EuGH-Entscheidungen im Telekommunikationsbereich

veröffentlicht am 17.09.2020

Im September gab es gleich zwei EuGH-Entscheidungen im Telekommunikationsbereich, die für Verbraucher/innen interessant sind.

Stapel Handys, © Photo by Obi Onyeador on Unsplash

Urteil Nr. 1 "Roam like at Home"

Eine EuGH-Entscheidung betraf Roaming-Gebühren. Diese wurden für die Nutzung ausländischer Mobilfunknetze erhoben. Für Mobilfunkgespräche innerhalb der EU sowie Island, Liechtenstein und Norwegen wurden sie 2007 zunächst begrenzt und dann schrittweise gesenkt. Mit 15. Juni 2017 wurden sie dann unter dem Schlagwort „Roam like at home“ vollständig abgeschafft. Mobilfunkanbieter mussten 2017 automatisch bei allen Kundinnen und Kunden die Roaming-Gebühren für Gespräche innerhalb der EU streichen.

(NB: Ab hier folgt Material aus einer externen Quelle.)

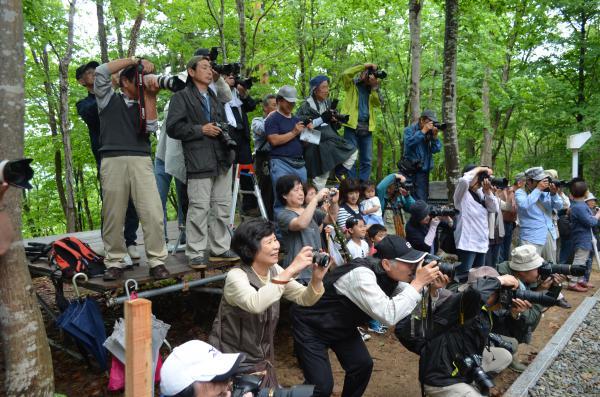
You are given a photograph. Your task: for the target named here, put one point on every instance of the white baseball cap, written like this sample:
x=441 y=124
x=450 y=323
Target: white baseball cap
x=196 y=361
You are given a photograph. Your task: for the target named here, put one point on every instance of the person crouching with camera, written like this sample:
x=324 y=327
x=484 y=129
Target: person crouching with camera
x=196 y=369
x=197 y=118
x=249 y=310
x=362 y=289
x=453 y=339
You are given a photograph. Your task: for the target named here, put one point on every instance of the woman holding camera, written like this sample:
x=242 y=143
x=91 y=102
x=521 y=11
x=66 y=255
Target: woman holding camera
x=333 y=150
x=249 y=310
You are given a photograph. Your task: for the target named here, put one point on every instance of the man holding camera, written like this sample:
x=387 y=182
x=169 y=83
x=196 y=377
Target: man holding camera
x=126 y=169
x=354 y=293
x=454 y=340
x=362 y=97
x=87 y=109
x=535 y=203
x=420 y=143
x=197 y=118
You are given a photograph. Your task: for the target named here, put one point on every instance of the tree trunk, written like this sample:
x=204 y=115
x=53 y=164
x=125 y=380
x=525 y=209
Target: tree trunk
x=63 y=77
x=241 y=9
x=27 y=360
x=451 y=151
x=414 y=21
x=135 y=29
x=102 y=31
x=486 y=147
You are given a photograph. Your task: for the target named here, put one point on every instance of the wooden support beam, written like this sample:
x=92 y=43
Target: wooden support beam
x=138 y=348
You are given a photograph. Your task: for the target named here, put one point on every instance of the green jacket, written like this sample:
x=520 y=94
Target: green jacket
x=350 y=105
x=529 y=319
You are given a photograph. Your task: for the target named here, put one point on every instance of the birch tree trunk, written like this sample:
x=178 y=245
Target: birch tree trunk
x=27 y=360
x=451 y=151
x=414 y=22
x=63 y=76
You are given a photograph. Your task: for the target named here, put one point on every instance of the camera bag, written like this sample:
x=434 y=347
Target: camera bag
x=70 y=255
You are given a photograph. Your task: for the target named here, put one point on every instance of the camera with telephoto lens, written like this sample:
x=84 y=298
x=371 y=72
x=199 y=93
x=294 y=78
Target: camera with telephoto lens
x=224 y=135
x=380 y=74
x=171 y=83
x=549 y=268
x=342 y=118
x=243 y=384
x=542 y=298
x=497 y=341
x=17 y=173
x=470 y=368
x=442 y=211
x=321 y=258
x=449 y=269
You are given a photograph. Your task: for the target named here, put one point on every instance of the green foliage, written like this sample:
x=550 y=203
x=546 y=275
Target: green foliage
x=531 y=48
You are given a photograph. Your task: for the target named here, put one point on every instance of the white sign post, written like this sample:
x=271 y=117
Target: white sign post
x=575 y=142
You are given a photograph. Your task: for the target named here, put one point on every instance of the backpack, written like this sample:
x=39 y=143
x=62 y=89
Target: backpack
x=70 y=255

Per SMS oder App selbst umgestellt

Der deutsche Anbieter O2 hatte das nicht für alle Kunden automatisch umgesetzt. Es wurden nur jene Verträge automatisch umgestellt, die zuvor schon einen regulierten Roamingtarif hatten. Andere Kundinnen und Kunden mit sogenannten alternativen Roaming-Tarifen, die nicht der bisherigen EU-Regulierung unterlagen, waren aufgefordert, die Umstellung per SMS zu beantragen. Die Verbraucherzentrale Bundesverband vzbv hielt das für unzulässig und zog vor das Landgericht München I. Der Europäische Gerichtshof (EuGH) bestätigte die Auffassung des vzbv. Die Abschaffung der Roaming-Gebühren war EU-weit verbindlich und daher "automatisch auf alle Kunden anzuwenden". Dies gelte unabhängig von dem zuvor gewählten Tarif. Ausnahmen wären laut EuGH nur für Kundinnen und Kunden zulässig gewesen, die vor der Umstellung ausdrücklich erklärten, dass sie ihren Tarif weiter in der bisherigen Form nutzen wollen. 

C-539/19

Urteil Nr. 2: EuGH zu Netzneutralität

Das Datenvolumen von Handyverträgen ist oft begrenzt. Ist es aufgebraucht, wird die Surf-Geschwindigkeit gedrosselt. Handytarife, bei denen aber bestimmte Dienste etwa für Musik-Streaming nicht auf das Datenvolumen des Kunden angerechnet werden und somit - bevorzugt - nicht von der Verlangsamung betroffen sind, verstoßen nach einem Urteil des Europäischen Gerichtshofs gegen EU-Recht.

In seiner Begründung wies der EuGH hin, dass Anbieter bestimmte Anwendungen nicht bevorzugt behandeln dürften und die Nutzung der übrigen Dienste nach Verbrauch des Datenvolumens hingegen blockieren oder verlangsamen. Das verstoße gegen den Grundsatz der Netzneutralität, wonach alle Daten im Internet diskriminierungsfrei gleichbehandelt werden müssen.